I am generally unfazed by how low society can stoop. Every now and again, however, a real piece of work rears its ugly head. In American dining culture it is so commonplace to tip your waitstaff that the federal minimum wage for servers is $2.13 an hour.
For the rest of the toiling country, the standard is set at $7.25 an hour. The prevailing thought is the customers will foot the bill for a reasonable wage by tipping the waitstaff for their diligent efforts.
In most cases, people understand the rigors of being a server. The server is the face of whatever is going on behind the scenes in the kitchen, and usually people are able to delineate between issues that can be chalked up to poor service or issues that are beyond the server's control.
However, the system forgets a fundamental flaw of human nature. People are generally just not that nice. When they are hungry, they enter "hangry" mode. Hungry and angry people are terrible to deal with.
This was on full display recently when a waitress in New Jersey (way to show the world how great the Garden State is, fellas) was left a tip that simply said "LOL" where one usually scribbles in an amount anywhere from 10-20% of the bill total. The bill in this case was $112.00. A poor tip of 10% should have yielded this waitress a minimum of $11.20 and a good tip would have fetched $22.40.
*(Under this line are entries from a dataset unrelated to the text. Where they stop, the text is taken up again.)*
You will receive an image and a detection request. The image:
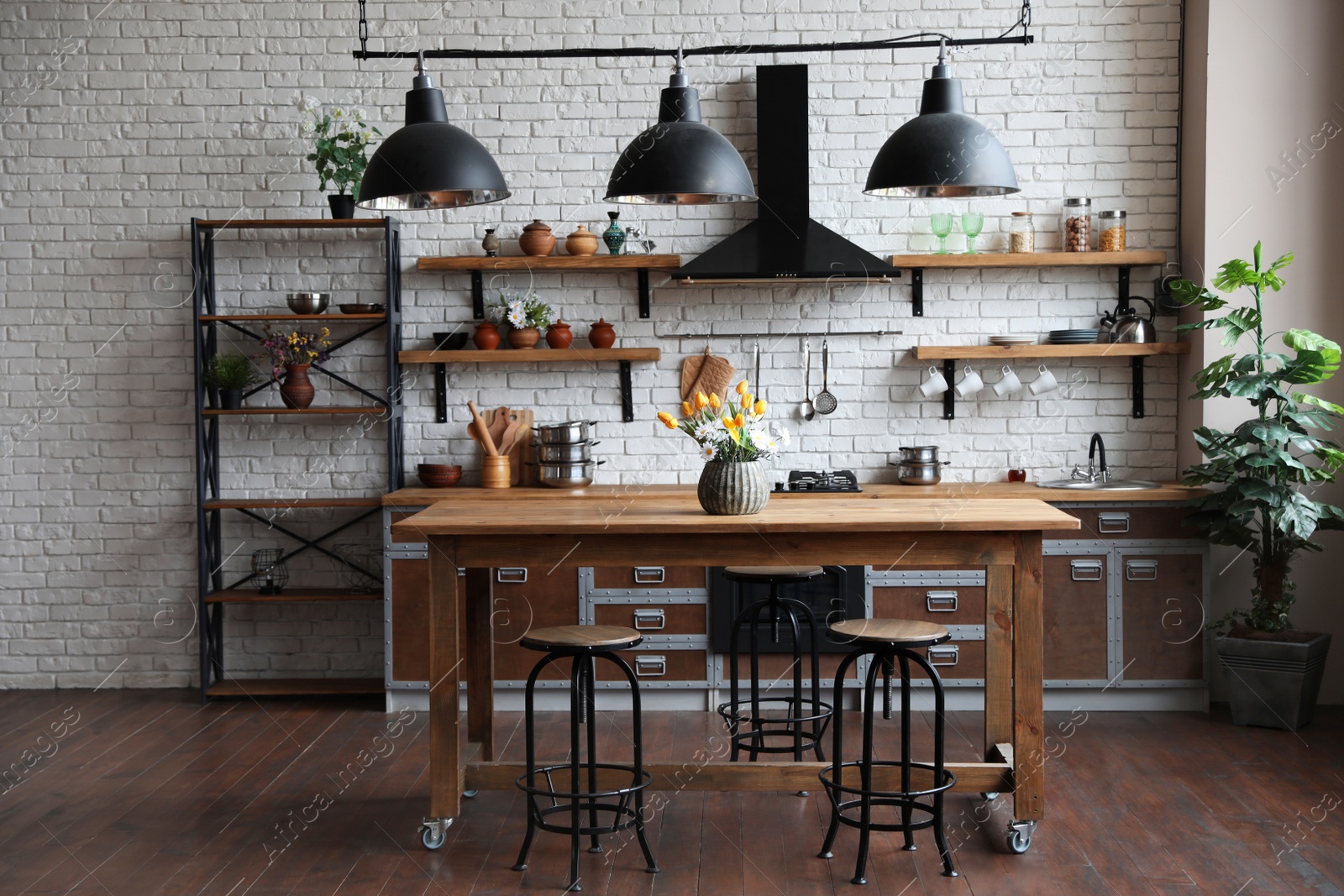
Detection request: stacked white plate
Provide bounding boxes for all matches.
[1050,329,1100,345]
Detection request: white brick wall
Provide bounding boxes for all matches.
[0,0,1183,686]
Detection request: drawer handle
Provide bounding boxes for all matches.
[925,591,957,612]
[1125,560,1158,582]
[634,656,668,679]
[634,567,667,588]
[1097,513,1129,533]
[929,643,961,666]
[634,610,668,631]
[1068,560,1102,582]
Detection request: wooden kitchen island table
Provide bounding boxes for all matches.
[392,486,1079,851]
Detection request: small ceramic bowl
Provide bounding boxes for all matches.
[415,464,462,489]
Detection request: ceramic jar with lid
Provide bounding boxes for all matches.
[589,317,616,348]
[517,220,555,255]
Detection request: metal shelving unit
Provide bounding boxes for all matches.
[191,217,405,703]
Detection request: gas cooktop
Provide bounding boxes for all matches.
[774,470,863,491]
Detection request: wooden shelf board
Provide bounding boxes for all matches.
[202,495,383,511]
[398,348,663,364]
[200,312,387,321]
[206,587,383,603]
[415,255,681,271]
[887,249,1167,269]
[197,217,387,230]
[202,405,387,417]
[206,679,383,697]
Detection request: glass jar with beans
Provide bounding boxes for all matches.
[1059,197,1091,253]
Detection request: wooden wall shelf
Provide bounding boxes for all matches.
[914,343,1189,421]
[887,249,1167,317]
[415,255,681,320]
[398,346,663,423]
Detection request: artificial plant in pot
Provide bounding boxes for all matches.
[296,97,381,217]
[202,354,260,411]
[1173,244,1344,731]
[659,380,789,516]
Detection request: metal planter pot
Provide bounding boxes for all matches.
[1214,634,1331,731]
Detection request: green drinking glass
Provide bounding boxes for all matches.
[929,212,952,255]
[961,211,985,255]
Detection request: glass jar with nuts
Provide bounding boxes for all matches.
[1059,197,1091,253]
[1097,210,1125,253]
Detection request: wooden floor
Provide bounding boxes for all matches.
[0,690,1344,896]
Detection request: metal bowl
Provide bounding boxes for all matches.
[535,442,600,464]
[536,461,606,489]
[285,293,332,314]
[533,421,596,445]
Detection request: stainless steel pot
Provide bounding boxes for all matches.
[536,461,606,489]
[535,442,601,464]
[533,421,596,445]
[900,445,938,464]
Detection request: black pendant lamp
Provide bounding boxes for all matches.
[606,50,757,206]
[356,55,509,211]
[863,47,1021,197]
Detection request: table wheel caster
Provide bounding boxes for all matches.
[421,818,453,849]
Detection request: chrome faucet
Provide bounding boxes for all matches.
[1068,432,1110,482]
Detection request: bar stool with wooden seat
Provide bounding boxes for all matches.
[820,619,957,884]
[717,565,831,762]
[513,626,659,892]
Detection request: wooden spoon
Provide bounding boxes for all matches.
[466,399,499,457]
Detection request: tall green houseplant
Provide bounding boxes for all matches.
[1173,244,1344,632]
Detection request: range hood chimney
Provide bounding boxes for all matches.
[672,65,900,285]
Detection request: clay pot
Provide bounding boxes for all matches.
[546,321,572,348]
[472,321,500,352]
[564,224,598,257]
[280,364,318,408]
[506,327,542,348]
[517,220,555,255]
[589,317,616,348]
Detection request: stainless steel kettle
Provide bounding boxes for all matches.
[1098,296,1158,343]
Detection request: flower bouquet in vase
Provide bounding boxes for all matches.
[659,380,789,516]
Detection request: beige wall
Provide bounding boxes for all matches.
[1180,0,1344,703]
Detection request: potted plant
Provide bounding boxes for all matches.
[260,324,331,408]
[202,354,260,411]
[296,97,381,217]
[659,380,789,516]
[1173,244,1344,731]
[486,291,555,348]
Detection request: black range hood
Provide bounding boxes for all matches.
[672,65,900,285]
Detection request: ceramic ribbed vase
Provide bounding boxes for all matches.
[695,461,770,516]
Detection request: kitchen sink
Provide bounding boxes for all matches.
[1037,479,1161,491]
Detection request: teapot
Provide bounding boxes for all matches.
[1097,296,1158,343]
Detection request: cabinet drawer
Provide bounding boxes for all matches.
[596,645,706,681]
[872,584,985,625]
[593,567,706,591]
[593,603,707,634]
[1047,506,1199,542]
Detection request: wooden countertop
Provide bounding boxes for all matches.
[383,482,1205,506]
[392,489,1080,538]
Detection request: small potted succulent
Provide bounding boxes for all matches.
[1172,244,1344,731]
[202,354,260,411]
[260,325,331,408]
[659,380,789,516]
[294,97,381,217]
[486,291,555,348]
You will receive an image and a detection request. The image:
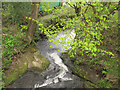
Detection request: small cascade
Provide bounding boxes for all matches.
[34,53,72,88]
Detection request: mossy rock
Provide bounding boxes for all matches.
[4,47,49,86]
[5,63,27,85]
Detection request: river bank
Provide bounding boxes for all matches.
[4,46,49,87]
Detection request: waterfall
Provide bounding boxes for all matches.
[34,30,76,88]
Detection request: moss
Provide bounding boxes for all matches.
[4,47,49,86]
[5,64,27,85]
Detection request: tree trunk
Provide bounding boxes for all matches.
[27,2,40,44]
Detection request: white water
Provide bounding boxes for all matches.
[34,30,76,88]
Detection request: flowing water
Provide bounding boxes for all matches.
[8,30,83,88]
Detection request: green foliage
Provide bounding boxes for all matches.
[2,28,27,68]
[8,2,119,88]
[2,2,31,24]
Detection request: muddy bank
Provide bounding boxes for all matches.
[4,46,49,86]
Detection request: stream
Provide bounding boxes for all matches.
[8,30,84,89]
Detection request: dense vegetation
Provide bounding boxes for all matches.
[2,2,120,88]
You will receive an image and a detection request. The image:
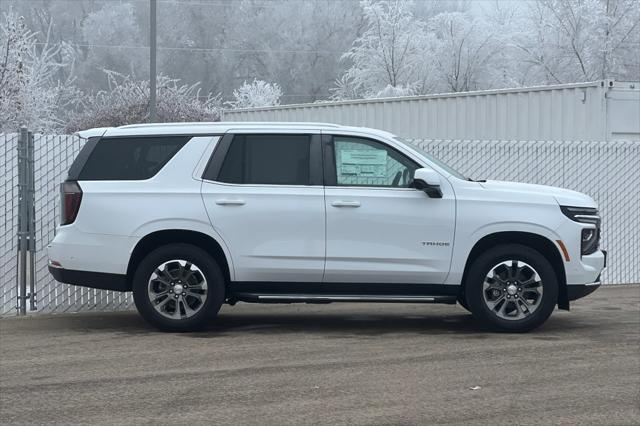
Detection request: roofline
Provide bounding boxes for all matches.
[223,80,629,117]
[117,121,344,129]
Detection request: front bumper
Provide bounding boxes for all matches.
[567,280,600,301]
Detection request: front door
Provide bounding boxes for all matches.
[323,135,455,284]
[202,133,325,282]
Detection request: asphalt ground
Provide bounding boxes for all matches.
[0,285,640,425]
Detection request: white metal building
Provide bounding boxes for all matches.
[222,80,640,141]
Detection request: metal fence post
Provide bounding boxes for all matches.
[16,127,36,315]
[27,132,36,311]
[16,127,29,315]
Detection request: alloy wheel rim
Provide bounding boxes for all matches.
[482,260,543,321]
[147,259,208,320]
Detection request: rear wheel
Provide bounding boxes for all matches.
[465,244,558,332]
[133,244,225,331]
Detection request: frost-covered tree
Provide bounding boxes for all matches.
[66,71,221,132]
[429,12,499,92]
[342,0,433,97]
[77,1,146,90]
[227,79,282,108]
[513,0,640,84]
[0,12,77,132]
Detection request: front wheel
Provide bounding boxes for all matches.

Not in New Jersey, apparently.
The waitress' error? The amount of time it took the food to arrive from the kitchen. Perhaps these inconsiderate diners should be reminded that, unless the waitress lost the ticket, a backed-up kitchen is hardly the fault of the server.
There will always be an element of people that will be considered the lowest common denominator of society. We protect the rest of the working class from being taken advantage of outrageously by guaranteeing a wage more than 340% greater than those we chat with as our food is prepared and delivered. Perhaps we ought to revisit how our friends in the restaurant business are compensated.
People are worried that if waitstaff has a comparable minimum wage than the price of eating out will go up as restaurants juggle the higher overhead. To me, that seems like a bit of flawed logic. I already foot the bill in the form of a tip. So what if we remove the hidden cost at the end of the meal and just throw it on the front end?
At least I will know the true cost of my meal. At least the waitstaff will be insulated from people that aren't smart enough to know where to place blame for a late meal.
At least then the power of the purse will be taken away from those that think it's fun to laugh at depriving someone of their earned livelihood.